Consider just a few examples:

Jungle Book: Jazz and "Beatles" music in the jungles of India (not to mention George Sanders playing George Sanders). 40 years later, the Beatles segment is painful to watch, but George Sanders is still a pleasure and the jazz is great.

Lady and the Tramp: Peggy Lee and her martini lounge ensemble... in Victorian America (works though)!

Sword 'n' the Stone: the so-called anachronism there of surfboard, burmies and plane tickets (or whatever it was) is actually RELEVANT to the story since Merlin travels to the future, although I'll admit it wasn't particularly funny then or now.

Tiki Room: (BTW, the tiki trend started in the early 50's, peaking about 10 years later. Walt did NOT start this trend although his tiki creation represents the pinnacle of it). Who do we hear crooning inside? Bing Crosby, Jimmy Durrante, etc.
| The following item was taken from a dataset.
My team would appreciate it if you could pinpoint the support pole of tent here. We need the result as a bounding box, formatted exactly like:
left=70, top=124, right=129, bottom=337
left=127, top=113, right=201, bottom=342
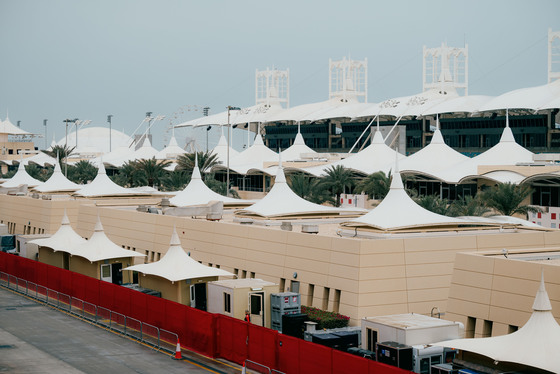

Haunted Mansion: Rock & Roll graveyard ghosts frolic to a groovy beat, which was actually dumber then than it is now.

Finally, to the point about Johnny Depp appearing in the Pirate ride...hello, he's playing Jack Sparrow, not Johnny Depp! As someone wisely pointed out, the parallel to this is James Mason/Captain Nemo at the 20k subs. And in the very superb Indiana Jones ride, does anyone whine that the Indy figures look too much like Harrison Ford?

I'm almost certain there is a major "anachronism" in almost every animated feature of every era. Sometimes it works, mostly in the animated features. I just as soon keep it out of Disneyland and let it be in the Studio parks and Epcot where it's perfectly suited and appropriate. After all, we don't want all the parks to follow the same patterns, devices, and show biz tricks, do we? Isn't the point that the different parks should have different personalities and follow different entertainment rule books?

My point? Please stop implying that this is something new generated by heretical young Imagineers. It's actually very old and maybe that, more than anything, is the best reason to keep it to a minimum, at least in the Magic Kingdoms. It's perfectly appropriate at Epcot and the Studio. As someone previously pointed out, it's more about the writing, story and overall entertainment experience, not about a adhering to doctrine. I've heard first hand that the old man hated doctrine...

H.P. Hovercraft said...

I first encountered Ellen's Energy Adventure in 2004 - by which point it was already dated, and far beyond any hope of relevance it might have been hoping to achieve. The original Universe of Energy ride was itself obsolete - horribly so - as was much of Future World.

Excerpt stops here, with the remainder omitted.